The disappointing figures out of Washington also pushed Wall Street lower and weighed on the dollar but attention is now on the release of a key US job report on Friday.
Tokyo rallied 1.17 percent, Hong Kong added 0.50 percent, Sydney put on 0.68 percent and Seoul 0.42 percent higher, with Shanghai advancing 0.33 percent.
Analysts warned of some rocky weeks ahead after a strong rally across global equity markets in the first three months of the year as Greece attempts to reform its bailout and oil prices struggle.

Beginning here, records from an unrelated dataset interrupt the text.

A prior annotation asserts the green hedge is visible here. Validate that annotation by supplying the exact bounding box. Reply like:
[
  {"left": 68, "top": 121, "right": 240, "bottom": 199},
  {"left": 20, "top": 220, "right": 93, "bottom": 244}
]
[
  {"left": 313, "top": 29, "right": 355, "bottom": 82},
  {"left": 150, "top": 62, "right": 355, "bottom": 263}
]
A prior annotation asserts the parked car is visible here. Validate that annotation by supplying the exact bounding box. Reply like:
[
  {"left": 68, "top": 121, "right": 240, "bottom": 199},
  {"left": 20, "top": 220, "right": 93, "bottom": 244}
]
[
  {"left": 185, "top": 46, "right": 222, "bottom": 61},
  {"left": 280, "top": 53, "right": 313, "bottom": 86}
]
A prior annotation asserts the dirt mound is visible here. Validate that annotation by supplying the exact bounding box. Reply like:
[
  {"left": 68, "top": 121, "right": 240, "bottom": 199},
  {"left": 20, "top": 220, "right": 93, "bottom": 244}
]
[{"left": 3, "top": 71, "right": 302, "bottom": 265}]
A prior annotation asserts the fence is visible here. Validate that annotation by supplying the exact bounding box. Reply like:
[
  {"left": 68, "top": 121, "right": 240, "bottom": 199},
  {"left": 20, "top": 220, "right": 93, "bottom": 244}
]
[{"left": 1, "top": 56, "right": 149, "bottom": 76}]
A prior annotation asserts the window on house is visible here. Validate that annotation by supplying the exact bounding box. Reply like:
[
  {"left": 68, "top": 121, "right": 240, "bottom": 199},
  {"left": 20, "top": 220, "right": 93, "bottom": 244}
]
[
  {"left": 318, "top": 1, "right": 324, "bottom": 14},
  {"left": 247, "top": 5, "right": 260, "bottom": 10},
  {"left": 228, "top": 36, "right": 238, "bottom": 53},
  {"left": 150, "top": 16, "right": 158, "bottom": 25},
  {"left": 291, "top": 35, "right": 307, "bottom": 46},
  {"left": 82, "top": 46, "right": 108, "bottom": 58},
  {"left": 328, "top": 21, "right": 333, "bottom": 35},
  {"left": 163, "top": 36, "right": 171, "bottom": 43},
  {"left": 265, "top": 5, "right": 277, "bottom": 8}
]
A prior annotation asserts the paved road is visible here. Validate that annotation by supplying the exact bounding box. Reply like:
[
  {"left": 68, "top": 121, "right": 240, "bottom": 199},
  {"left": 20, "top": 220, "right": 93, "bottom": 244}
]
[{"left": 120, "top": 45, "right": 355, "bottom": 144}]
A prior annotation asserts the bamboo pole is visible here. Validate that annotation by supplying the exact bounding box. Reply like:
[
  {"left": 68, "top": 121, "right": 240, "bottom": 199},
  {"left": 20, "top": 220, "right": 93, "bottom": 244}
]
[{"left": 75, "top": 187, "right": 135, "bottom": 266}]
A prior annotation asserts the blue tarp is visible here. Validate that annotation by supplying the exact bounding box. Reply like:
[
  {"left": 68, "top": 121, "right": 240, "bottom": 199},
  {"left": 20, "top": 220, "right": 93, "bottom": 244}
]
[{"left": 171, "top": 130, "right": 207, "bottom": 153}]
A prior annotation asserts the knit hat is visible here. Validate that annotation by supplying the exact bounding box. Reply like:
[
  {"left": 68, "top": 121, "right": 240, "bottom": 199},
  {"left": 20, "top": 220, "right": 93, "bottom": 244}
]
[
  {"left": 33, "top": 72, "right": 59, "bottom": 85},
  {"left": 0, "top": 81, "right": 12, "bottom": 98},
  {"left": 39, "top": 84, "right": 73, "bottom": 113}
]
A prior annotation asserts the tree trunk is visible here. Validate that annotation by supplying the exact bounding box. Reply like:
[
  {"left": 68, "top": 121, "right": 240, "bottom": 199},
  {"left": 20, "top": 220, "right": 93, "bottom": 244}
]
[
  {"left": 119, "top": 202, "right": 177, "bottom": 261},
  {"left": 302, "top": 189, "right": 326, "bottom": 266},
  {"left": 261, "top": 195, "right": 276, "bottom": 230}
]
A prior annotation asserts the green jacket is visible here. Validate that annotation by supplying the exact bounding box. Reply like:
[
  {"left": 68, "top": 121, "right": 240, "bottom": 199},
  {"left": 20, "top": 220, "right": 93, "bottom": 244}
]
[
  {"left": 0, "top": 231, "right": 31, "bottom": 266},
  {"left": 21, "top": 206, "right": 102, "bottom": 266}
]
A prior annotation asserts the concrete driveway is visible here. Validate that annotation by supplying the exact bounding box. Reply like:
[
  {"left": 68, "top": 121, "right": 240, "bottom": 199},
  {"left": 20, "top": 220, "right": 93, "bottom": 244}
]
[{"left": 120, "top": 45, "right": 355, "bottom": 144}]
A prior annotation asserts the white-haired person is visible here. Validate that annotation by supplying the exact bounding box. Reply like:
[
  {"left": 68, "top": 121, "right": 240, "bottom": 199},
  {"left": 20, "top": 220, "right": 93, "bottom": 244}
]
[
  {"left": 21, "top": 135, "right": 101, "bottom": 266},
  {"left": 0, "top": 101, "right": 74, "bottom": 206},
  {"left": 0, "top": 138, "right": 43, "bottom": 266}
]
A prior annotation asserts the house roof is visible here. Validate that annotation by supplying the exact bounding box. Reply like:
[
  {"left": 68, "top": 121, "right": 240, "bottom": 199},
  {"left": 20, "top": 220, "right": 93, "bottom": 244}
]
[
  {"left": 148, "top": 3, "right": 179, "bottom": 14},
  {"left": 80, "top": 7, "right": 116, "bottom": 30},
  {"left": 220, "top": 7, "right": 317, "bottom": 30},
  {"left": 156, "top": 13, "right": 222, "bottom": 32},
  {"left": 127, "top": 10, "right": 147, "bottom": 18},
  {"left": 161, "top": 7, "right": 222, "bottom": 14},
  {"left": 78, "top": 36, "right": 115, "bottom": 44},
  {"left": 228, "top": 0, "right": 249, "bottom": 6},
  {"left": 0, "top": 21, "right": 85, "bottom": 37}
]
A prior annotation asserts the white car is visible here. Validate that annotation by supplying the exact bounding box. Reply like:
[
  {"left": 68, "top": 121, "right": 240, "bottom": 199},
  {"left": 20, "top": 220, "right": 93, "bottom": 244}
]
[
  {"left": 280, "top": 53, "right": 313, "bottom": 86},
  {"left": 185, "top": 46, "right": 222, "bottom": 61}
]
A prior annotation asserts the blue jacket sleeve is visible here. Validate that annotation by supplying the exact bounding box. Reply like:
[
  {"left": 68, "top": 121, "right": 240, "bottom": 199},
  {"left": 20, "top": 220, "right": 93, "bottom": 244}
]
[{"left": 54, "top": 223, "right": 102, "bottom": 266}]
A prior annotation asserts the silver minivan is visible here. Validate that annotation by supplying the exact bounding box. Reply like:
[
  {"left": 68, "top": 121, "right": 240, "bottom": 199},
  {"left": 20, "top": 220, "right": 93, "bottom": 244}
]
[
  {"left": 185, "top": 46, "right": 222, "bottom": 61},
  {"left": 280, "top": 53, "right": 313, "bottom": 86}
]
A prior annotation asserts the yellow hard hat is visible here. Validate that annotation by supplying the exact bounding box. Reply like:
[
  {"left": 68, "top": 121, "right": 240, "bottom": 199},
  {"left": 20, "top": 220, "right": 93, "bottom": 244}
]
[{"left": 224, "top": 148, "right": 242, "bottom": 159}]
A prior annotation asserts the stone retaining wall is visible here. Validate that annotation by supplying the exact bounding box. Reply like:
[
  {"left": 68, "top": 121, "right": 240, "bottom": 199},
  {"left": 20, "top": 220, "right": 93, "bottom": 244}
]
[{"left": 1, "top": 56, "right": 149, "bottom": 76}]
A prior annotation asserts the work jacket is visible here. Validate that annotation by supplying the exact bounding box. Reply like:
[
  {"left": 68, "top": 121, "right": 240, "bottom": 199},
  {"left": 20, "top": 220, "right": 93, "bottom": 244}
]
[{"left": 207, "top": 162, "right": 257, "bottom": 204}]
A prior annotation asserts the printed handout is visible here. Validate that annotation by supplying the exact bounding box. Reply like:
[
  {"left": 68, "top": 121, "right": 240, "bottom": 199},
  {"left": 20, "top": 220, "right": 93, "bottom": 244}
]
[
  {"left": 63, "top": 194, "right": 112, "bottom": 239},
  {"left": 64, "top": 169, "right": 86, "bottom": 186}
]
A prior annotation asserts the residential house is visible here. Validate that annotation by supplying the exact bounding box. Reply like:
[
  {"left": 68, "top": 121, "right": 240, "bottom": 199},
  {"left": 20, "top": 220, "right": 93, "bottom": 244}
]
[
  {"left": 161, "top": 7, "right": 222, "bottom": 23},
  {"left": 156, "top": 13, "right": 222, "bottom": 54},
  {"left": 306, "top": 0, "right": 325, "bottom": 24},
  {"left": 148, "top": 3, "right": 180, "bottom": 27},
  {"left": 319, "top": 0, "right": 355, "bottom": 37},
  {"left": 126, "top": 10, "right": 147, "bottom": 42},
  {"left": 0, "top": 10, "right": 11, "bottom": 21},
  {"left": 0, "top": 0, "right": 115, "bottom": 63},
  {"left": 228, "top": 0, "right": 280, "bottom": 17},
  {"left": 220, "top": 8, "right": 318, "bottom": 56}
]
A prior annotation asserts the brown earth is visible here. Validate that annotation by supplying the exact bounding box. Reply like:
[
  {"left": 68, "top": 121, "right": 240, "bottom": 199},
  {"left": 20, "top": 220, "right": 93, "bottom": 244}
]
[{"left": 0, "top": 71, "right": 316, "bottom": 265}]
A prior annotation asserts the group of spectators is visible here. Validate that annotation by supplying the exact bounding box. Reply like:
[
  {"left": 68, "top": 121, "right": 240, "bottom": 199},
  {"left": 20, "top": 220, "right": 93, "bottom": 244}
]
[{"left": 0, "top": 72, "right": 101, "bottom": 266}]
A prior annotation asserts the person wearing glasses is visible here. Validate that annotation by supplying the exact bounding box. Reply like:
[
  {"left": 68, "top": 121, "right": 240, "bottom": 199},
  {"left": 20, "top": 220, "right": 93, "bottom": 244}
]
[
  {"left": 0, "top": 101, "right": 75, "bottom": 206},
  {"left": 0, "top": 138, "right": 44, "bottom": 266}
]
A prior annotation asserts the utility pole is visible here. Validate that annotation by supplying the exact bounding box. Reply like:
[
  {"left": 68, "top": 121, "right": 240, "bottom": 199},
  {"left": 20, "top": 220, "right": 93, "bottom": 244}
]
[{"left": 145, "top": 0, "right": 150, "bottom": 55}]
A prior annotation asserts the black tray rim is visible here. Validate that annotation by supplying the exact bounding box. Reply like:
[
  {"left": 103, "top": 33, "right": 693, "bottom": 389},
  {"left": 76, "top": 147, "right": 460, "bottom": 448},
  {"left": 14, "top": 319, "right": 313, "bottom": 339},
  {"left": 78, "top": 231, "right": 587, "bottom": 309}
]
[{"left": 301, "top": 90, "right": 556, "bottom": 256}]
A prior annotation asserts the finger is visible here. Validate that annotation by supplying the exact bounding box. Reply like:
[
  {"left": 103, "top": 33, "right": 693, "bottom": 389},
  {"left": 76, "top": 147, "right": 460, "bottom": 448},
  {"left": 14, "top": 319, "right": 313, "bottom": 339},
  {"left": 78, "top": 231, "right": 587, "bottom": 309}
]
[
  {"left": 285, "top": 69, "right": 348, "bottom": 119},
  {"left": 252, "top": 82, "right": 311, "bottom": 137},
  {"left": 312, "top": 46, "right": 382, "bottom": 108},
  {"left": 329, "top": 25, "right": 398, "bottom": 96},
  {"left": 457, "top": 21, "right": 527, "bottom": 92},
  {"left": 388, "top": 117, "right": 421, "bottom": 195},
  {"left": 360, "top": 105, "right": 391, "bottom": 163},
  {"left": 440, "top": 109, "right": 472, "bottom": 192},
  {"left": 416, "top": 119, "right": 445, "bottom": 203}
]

Expectations for an early summer US rate hike were all but dashed Wednesday after the release of the latest US indicators that included growth in the manufacturing sector slowing for the fifth straight month in March and construction spending dipping in February, led by a decline in public construction.
Also, payrolls firm ADP said 189,000 private sector jobs were created in March, below the 200,000-mark for the first time since January last year.
The Dow fell 0.44 percent, the S&P 500 dipped 0.40 percent and the Nasdaq lost 0.42 percent.
And on currency markets the news weighed on the dollar, which fetched 119.63 yen in Tokyo Thursday, against 119.76 yen in New York.
Investors will be now closely watching Friday's non-farm jobs figures to see if the economy remains strong enough to absorb a rate hike.
"You've got payrolls tomorrow and you've still got the backdrop of Fed rate hikes that I think will come later, rather than sooner," Mark Lister, head of private wealth research at Craigs Investment Partners Ltd., told Bloomberg News.
"It will be tougher and more volatile from here."
The euro bought $1.0754 and 128.65 yen, compared with $1.0760 and 128.86 yen. The European single currency continues to hold up as Greece tries to convince its international creditors to accept proposals reforming its bailout programme.
On oil markets US benchmark West Texas Intermediate eased 55 cents to $49.54 while Brent slipped 53 cents to $56.57.
Gold fetched $1,202.58 against $1,183.55 late Wednesday.